There are isolated case reports in children,26 but in the older literature this syndrome is combined/confused with Prader–Willi syndrome. However, from the adult literature it is clear that this is a separate disorder associated with gross obesity; in one study, almost half the patients with a BMI >50 had chronic daytime hypoventilation.27 As children with nutritional obesity become more common, this disorder may be increasingly seen in the paediatric age range.

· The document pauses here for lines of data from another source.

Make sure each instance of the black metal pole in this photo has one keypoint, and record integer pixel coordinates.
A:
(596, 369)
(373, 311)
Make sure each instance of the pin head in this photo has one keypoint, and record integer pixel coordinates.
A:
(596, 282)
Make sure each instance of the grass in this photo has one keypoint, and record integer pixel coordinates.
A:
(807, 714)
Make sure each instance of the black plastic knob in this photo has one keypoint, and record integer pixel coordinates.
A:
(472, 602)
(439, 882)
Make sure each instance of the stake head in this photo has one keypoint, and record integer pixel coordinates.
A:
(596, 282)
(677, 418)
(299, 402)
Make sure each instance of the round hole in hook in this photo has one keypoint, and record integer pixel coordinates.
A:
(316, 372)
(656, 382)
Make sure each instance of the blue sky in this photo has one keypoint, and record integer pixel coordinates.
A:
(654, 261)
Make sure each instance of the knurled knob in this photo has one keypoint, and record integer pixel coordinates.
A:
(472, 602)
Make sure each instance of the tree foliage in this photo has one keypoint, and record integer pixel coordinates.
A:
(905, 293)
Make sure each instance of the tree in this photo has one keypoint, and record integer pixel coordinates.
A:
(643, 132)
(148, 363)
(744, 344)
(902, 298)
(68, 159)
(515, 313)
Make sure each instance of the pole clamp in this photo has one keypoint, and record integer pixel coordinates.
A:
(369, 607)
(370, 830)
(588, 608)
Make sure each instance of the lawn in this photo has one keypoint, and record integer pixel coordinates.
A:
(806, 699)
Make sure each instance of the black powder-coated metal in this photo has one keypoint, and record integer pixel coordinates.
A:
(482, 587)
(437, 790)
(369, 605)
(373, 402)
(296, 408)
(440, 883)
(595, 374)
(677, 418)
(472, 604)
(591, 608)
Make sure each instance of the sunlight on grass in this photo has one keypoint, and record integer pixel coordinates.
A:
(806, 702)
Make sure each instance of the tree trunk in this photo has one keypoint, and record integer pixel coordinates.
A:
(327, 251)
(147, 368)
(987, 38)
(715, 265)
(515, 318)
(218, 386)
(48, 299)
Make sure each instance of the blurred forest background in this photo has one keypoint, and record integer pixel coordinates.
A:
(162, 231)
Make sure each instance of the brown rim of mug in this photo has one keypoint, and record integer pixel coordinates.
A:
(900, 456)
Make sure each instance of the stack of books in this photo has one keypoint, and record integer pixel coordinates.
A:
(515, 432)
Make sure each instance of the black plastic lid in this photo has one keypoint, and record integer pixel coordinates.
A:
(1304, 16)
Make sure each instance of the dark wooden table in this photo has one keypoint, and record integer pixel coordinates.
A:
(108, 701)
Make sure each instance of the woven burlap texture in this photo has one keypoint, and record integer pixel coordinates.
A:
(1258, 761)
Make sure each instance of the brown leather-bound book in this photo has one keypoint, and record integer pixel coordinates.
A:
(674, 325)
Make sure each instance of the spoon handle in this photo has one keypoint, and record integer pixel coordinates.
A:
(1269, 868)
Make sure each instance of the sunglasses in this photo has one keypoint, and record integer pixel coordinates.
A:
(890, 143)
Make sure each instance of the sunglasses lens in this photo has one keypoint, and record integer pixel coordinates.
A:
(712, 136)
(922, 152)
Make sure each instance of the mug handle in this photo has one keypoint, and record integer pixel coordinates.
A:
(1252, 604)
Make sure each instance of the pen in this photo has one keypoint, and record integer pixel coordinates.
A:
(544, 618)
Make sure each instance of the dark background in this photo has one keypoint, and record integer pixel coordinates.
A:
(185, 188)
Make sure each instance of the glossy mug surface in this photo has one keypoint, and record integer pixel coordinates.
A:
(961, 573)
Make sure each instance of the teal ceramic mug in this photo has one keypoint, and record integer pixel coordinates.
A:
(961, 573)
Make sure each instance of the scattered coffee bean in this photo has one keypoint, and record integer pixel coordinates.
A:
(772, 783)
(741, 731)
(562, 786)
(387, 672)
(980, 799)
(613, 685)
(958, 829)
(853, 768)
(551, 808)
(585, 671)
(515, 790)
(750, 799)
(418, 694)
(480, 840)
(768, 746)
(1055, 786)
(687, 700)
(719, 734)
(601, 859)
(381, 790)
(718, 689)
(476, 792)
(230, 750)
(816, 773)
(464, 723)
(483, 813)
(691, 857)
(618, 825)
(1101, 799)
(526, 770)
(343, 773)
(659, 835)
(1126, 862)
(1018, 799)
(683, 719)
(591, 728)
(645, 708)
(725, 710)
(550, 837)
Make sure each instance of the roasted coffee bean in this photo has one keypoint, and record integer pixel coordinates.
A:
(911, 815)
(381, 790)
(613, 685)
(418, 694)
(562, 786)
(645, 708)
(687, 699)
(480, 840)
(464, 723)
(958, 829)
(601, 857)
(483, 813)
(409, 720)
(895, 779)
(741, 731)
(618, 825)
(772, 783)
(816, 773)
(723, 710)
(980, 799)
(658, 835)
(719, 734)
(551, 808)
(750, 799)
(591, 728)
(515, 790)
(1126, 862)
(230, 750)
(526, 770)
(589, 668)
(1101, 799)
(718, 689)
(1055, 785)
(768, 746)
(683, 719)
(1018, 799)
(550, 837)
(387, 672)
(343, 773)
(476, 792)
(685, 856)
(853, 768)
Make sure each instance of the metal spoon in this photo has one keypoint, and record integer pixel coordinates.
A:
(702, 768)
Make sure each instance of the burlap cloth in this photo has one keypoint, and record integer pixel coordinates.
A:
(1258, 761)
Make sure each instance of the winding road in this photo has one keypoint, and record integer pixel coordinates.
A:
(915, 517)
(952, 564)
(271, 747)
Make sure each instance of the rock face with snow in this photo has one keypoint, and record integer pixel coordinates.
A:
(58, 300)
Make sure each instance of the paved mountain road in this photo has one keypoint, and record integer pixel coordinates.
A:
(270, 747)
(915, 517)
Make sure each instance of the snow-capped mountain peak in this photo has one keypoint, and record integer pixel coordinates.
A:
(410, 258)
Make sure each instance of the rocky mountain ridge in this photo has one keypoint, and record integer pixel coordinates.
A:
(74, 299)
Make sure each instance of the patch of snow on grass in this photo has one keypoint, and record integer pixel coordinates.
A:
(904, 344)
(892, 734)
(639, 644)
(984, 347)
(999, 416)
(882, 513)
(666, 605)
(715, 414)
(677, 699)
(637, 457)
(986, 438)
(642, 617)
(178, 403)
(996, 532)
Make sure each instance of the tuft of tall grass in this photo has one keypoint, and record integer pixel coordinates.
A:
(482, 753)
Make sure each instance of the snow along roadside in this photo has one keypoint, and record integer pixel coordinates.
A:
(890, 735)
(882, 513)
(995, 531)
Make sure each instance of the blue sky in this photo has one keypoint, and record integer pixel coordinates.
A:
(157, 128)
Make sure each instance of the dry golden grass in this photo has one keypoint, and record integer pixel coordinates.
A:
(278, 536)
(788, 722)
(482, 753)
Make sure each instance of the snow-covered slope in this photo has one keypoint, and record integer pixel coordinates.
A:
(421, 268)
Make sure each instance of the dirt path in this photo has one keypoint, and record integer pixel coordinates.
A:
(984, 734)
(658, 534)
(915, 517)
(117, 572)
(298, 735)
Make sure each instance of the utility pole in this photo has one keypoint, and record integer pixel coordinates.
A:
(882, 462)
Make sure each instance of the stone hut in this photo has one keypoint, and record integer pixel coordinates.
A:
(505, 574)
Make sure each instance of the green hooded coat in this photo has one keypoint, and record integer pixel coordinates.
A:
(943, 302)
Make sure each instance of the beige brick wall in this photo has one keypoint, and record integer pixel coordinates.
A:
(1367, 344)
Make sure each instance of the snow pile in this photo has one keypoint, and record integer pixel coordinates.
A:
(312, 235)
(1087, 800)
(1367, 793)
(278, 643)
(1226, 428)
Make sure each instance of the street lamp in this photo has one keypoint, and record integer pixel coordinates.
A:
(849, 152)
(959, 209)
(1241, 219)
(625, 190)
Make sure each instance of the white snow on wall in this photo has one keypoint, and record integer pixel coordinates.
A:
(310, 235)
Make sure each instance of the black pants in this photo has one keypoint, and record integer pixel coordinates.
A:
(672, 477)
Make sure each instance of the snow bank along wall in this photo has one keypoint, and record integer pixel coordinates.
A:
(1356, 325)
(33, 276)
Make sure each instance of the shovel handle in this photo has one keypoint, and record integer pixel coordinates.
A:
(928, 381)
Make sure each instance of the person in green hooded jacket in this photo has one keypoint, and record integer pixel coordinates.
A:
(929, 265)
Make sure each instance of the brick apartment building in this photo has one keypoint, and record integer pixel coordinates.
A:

Although the cause of the hypoventilation is uncertain, it may be a combination of mechanical loading of the respiratory system secondary to extreme obesity causing sleep disordered breathing, with chronic hypoxia and hypercapnia leading to blunting of chemoreceptor responsiveness in susceptible individuals. However, there has been recent interest in the role of leptin in control of ventilation. The leptin deficient mouse develops obesity‐hypoventilation syndrome, but in adults with OHS, leptin levels are high, leading to speculation of central leptin resistance.28

Treatment with non‐invasive ventilation at night can restore the chemoresponsiveness, suggesting that this is a secondary rather than primary neurological control dysfunction. Loss of weight can reverse daytime hypercapnia, and improve blood gases and lung volumes.29

Syndromes and obesity

Prader–Willi syndrome

This is a genetic disorder; 70% of patients have a deletion of the long arm of chromosome 15 at q11q13 where the paternally derived chromosome has been deleted. Obesity due to excessive intake and inactivity tend to occur as the neonatal hypotonia improves.

These children have a variety of abnormalities of breathing, including OSA and sleep related alveolar hypoventilation. Abnormal ventilatory response to hypercapnia is probably secondary to obesity; however, ventilatory response to hypoxia is abnormal in both obese and non‐obese patients with Prader–Willi syndrome, as is peripheral chemoreceptor responsiveness.30 The abnormal responses to hypoxia and hypercapnia can be exacerbated by obesity, and children with Prader–Willi syndrome do not arouse normally to the hypoxia caused by airway obstruction These patients may also have a primary abnormality of the circadian rhythm of REM sleep and often suffer from excessive daytime sleepiness.31

Children with Prader–Willi syndrome are therefore at risk from a variety of abnormalities of breathing during sleep, including obstructive sleep apnoea and sleep related alveolar hypoventilation. The fact that they may not arouse normally to the hypoxia caused by airway obstruction puts them at higher risk of OSA morbidity, including sudden death. Children with Prader–Willi syndrome who are obese and have symptoms of OSA, or who are being considered for growth hormone treatment (associated with increased risk of sudden death), should be referred for sleep polysomnography.

Treatment in children with Prader–Willi syndrome is difficult as they struggle to lose weight. Adenotonsillectomy may help in a few, but the majority with significant OSA need to be considered for CPAP or bi‐level ventilatory support. The well known behavioural problems in children with Prader–Willi syndrome can make this challenging. A reduced life expectancy appears to relate to complications of morbid obesity.

Down's syndrome

Patients with Down's syndrome are at increased risk for airway obstruction secondary to problems of micrognathia, hypotonia, macroglossia, and midfacial hypoplasia, along with obesity. Higher body mass index has been shown to be significantly associated with a higher apnoea index and a lower SaO2 level in Down's syndrome.32 However, in a large prospective study of 108 children with Down's syndrome where there was a prevalence of sleep disordered breathing in 54.6%, with a significantly higher prevalence in boys (64.7%), only tonsillar hyperplasia was significantly associated with sleep disordered breathing.33 First line treatment is adenotonsillectomy.